In common with the frog, the toad is an emblem of productiveness, and ranks among creatures which are types of erotic passion. I have in my possession a necklace of rudely made silver toads, of Arab workmanship, intended to be worn by women who wish to become mothers. Therefore the creature, in the Old World as well as in the New, appears as a being earnestly seeking the companionship of men. Thus it happened to a youth of Aramsach, near Kattenberg, that, being one day in a lonely place by a lake, there looked up at him from the water a being somewhat like a maid but more like a hideous toad, with whom he entered into conversation; which became at last friendly and agreeable, for the strange creature talked exceeding well. Then she, thinking he might be hungry, asked him if he would fain have anything in particular to eat. He mentioned in jest a kind of cakes; whereupon, diving into the lake, she brought some up, which he ate. So he met her many times; and whenever he wished for anything, no matter what, she got it for him from the waters: the end of it all being that, despite her appalling ugliness, the youth fell in love with her and offered marriage, to which she joyfully consented. But no sooner had the ceremony been performed than she changed to a lady of wonderful beauty; and, taking him by the hand, she conducted him to the lake, into which she led him, and "in this life they were seen never more." This legend evidently belongs to frog-lore. According to one version, the toad after marriage goes to a lake, washes away her ugliness, and returns as a beauty with the bridegroom to his castle, where they live in perfect happiness.

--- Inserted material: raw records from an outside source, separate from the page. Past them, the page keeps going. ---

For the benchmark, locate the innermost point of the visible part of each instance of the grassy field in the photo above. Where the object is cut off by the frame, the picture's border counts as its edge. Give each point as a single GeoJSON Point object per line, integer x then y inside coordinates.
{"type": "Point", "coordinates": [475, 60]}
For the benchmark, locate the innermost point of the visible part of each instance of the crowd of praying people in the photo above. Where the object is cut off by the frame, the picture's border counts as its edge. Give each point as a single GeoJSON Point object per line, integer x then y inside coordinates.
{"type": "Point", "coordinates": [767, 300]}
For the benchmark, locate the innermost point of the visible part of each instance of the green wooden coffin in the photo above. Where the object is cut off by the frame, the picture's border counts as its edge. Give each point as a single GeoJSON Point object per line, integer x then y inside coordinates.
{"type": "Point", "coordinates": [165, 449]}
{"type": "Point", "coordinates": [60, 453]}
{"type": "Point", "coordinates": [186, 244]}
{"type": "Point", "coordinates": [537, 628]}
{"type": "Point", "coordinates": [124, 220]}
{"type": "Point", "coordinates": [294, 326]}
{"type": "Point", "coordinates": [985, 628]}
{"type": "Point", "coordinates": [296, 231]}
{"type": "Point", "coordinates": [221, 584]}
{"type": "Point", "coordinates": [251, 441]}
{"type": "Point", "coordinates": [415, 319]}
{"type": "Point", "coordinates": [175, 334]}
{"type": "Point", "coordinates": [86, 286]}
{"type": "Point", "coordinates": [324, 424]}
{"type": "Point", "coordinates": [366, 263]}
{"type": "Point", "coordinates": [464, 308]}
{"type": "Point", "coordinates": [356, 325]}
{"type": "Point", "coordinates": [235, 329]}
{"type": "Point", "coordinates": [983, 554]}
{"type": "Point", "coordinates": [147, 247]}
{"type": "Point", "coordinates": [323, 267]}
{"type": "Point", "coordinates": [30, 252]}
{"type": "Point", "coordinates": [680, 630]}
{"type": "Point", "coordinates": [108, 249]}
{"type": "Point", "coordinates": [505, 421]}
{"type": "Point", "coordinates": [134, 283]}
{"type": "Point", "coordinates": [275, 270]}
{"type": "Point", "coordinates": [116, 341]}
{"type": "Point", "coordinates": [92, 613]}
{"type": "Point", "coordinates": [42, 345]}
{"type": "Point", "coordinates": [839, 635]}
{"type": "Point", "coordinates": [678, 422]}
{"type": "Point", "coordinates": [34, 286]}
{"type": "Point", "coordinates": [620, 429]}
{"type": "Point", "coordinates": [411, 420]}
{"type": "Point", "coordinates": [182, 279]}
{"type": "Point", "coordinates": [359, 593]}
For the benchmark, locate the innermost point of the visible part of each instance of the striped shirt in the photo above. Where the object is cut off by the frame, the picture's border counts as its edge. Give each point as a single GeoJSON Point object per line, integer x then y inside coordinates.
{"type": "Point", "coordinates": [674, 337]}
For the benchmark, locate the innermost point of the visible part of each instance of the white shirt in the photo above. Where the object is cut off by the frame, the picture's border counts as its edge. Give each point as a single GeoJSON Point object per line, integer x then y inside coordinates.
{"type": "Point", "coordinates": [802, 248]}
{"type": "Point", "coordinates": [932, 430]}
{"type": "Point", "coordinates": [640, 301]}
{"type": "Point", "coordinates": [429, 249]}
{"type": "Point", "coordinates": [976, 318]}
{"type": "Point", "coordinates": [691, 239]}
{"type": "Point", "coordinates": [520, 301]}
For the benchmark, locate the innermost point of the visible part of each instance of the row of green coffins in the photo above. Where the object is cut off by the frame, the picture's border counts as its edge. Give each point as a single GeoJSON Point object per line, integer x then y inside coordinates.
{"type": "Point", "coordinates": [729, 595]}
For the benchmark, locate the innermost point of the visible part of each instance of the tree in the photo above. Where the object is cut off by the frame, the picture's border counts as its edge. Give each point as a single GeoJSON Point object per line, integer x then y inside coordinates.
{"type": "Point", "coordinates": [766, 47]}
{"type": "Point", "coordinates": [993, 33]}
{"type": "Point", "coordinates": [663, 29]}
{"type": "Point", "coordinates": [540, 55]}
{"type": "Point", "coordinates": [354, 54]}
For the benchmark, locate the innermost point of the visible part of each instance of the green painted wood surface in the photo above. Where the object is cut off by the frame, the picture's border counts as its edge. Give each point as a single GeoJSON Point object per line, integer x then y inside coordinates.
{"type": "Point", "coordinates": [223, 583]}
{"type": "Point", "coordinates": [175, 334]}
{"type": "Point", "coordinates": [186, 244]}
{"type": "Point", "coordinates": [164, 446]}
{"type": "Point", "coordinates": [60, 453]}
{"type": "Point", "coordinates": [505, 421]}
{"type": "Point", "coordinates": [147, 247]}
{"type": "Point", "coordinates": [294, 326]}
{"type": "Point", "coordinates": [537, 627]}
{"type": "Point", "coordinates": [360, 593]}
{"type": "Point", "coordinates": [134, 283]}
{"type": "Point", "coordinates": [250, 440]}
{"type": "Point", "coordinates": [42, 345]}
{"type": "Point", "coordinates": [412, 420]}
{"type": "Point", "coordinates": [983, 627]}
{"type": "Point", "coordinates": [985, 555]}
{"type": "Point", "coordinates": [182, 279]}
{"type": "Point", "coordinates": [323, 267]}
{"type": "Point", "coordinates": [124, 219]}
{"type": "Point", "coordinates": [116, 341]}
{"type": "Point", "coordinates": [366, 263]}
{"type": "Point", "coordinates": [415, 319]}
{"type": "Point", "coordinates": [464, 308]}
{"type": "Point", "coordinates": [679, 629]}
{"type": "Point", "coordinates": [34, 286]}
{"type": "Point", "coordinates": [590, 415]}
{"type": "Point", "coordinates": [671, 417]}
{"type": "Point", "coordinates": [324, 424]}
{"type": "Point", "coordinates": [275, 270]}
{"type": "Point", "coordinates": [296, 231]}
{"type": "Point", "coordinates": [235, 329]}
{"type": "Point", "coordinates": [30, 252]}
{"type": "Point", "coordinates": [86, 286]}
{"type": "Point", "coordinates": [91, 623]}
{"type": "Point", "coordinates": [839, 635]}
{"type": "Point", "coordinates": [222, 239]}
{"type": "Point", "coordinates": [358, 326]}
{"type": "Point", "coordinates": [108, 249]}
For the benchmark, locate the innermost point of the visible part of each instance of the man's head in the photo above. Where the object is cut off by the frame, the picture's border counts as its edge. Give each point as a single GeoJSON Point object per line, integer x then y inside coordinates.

I have also a very old silver ring, in which there is set a toad rudely yet artistically carved in hæmatite, or blood-stone. These were famous amulets until within two or three hundred years.
If you are a gypsy and have a tame toad it is a great assistance in telling fortunes, and brings luck--that commodity which, as CALLOT observed, the gypsies are always selling to everybody while they protest they themselves have none. As I tested with the last old gypsy woman whom I met: "What bâk the divvus?"--"What luck to-day?" "Kekker rya"--"None, sir," was the reply, as usual,--"I never have any luck." So like a mirror they reflect all things save themselves, and show you what they know not.